Interesting results

89 of 100 respondents indicate that they have a rather clear to very clear concept of public value, while 85 of 100 respondents are fairly concerned to very concerned that the public value in Germany receives too little consideration.

From an employer perspective, it should be noteworthy that 77 of 100 respondents are inclined to accept salary cuts in order to work for an organization that upholds public value. Given the consumer view, a public value orientation apparently also reaps benefits when it comes to shopping. 88 of 100 respondents indicate that they prefer products that benefit public value, even if it means having to spend more on them – 17 of 100 respondents, more than 10%.

25 interesting facts

#1 89 of 100 respondents indicate they have a fairly clear to very clear concept of public value

#2 Men, rather than women, indicate they have a clear concept of the meaning of public value.

#3 More retired persons and pensioners than respondents still studying (school, university) indicate that they have a clear concept of the meaning of public value.

#4 Respondents who often read local and regional newspapers indicate they have a clear concept of the meaning of public value.

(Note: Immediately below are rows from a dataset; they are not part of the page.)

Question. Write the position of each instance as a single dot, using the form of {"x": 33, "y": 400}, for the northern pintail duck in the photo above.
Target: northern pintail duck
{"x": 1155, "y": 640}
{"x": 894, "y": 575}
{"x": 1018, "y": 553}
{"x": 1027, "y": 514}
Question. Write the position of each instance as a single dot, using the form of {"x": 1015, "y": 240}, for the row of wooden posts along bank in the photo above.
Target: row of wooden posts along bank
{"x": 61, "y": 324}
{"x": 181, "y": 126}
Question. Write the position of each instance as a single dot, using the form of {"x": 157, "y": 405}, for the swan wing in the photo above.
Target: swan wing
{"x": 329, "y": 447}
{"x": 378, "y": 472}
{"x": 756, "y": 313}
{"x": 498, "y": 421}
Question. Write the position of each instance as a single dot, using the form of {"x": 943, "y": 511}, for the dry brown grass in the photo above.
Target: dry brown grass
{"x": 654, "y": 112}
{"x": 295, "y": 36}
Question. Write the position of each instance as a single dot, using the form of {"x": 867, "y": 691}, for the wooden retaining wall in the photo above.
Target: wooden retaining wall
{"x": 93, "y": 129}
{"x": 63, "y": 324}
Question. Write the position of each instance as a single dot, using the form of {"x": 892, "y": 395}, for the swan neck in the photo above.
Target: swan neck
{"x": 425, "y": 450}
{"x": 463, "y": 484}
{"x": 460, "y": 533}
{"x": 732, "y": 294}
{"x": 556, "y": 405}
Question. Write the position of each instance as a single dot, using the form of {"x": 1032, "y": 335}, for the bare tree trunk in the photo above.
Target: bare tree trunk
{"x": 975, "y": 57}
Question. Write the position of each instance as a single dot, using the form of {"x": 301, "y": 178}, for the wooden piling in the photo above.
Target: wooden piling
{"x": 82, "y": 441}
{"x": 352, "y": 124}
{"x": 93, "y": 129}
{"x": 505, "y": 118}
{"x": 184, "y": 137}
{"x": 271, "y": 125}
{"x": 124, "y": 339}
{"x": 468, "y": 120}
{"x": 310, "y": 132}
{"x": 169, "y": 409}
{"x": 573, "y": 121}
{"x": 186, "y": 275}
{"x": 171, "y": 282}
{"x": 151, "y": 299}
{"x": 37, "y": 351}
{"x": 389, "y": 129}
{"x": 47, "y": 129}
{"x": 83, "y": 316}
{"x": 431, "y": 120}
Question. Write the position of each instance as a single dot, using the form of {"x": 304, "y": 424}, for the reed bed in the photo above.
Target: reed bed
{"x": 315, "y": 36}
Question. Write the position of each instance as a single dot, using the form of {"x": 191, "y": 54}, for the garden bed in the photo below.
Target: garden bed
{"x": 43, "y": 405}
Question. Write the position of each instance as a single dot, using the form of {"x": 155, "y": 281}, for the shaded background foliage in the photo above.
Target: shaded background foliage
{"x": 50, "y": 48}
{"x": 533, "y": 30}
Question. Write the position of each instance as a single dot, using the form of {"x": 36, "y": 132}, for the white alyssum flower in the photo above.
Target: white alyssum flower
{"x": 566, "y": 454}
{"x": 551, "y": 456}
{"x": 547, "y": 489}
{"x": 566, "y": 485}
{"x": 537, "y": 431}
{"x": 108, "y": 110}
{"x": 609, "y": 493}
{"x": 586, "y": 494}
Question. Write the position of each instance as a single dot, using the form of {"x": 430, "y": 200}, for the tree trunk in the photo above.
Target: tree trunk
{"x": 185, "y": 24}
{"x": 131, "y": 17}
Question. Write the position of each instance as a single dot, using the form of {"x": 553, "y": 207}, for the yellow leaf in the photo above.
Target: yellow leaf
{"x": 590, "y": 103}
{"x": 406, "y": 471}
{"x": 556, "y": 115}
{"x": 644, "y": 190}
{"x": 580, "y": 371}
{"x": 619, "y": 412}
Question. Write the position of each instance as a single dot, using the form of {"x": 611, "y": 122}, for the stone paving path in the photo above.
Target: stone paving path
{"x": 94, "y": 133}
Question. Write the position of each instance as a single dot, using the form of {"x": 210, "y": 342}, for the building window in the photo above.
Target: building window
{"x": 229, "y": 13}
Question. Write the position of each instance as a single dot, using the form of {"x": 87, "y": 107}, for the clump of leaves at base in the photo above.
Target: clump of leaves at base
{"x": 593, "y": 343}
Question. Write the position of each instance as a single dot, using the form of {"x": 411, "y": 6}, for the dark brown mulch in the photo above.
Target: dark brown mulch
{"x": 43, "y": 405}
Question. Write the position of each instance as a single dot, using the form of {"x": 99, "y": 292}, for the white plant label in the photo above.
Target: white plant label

#5 Respondents who indicate they have a clear concept of public value, report a higher life satisfaction, and experience what they generally do as more valuable and beneficial.

#6 85 of 100 respondents are fairly concerned to very concerned that public value receives too little consideration in Germany.

#7 Women and men are equally concerned that public value receives too little consideration in Germany.

#8 Public value concern increases with age.

#9 Respondents who are of the opinion that organizations generally take public value into account, report a higher life satisfaction, and experience what they generally do as more valuable and beneficial.

#10 77 of 100 respondents would rather work for organizations that uphold public value at a high level, even if it means earning less.

#11 More women than men would work for organizations that uphold public value at a high level, even if it means earning less.

#12 Respondents in management positions, rather than those not in management positions, would work for organizations that uphold public value at a high level, even if it means earning less.

#13 Respondents who often read “Bild” are more inclined to oppose the idea of working for organizations that uphold the public value at a high level, even if it means earning less.

#14 70 of 100 respondents strongly to very strongly disagree that organizations should disregard public value if their survival is at stake.

#15 More employed than unemployed persons agree that organizations should disregard public value if their survival is at stake.

#16 With increasing age, the public value orientation for an organization’s long-term success is rated as increasingly important.

#17 77 of 100 respondents indicate that their organizations make a fairly high to high contribution to public value.

#18 Respondents who evaluate the public value contribution of their organizations higher, report a higher life satisfaction, and experience what they generally do as more valuable and advantageous.

#19 Managers estimate their organization’s public value contribution higher.

#20 Employees whose managers, in their opinion, often support cooperation between employees and encourage them to work towards a common goal, estimate the public value contribution of their organizations higher.

#21 Employees who regard the conduct of their managers as exemplary, estimate their organization’s public value contribution higher.

#22 88 of 100 respondents would pay more for products and service providers that benefit public value.

#23 Respondents still studying (school, university) are, in comparison to working respondents, more willing to pay more for products and service providers that benefit public value.

#24 Respondents who often read “Bild” are more opposed to paying more for products and service providers that benefit public value.

#25 Respondents who often read the “Süddeutsche Zeitung,” the “Frankfurter Allgemeine Zeitung,” or international newspapers, are more inclined to pay more for products and service providers that benefit public value.

Germans are thus concerned about public value, and are also willing to make financial compromises for public value. Therefore, public value is an important topic for organizations and companies. Confirmation of the own public value contribution and its confident communication are becoming an important argument in marketing, sales, and employer attractiveness. In addition, public value concerns play an (increasingly) important role regarding each organization’s long-term goal orientation.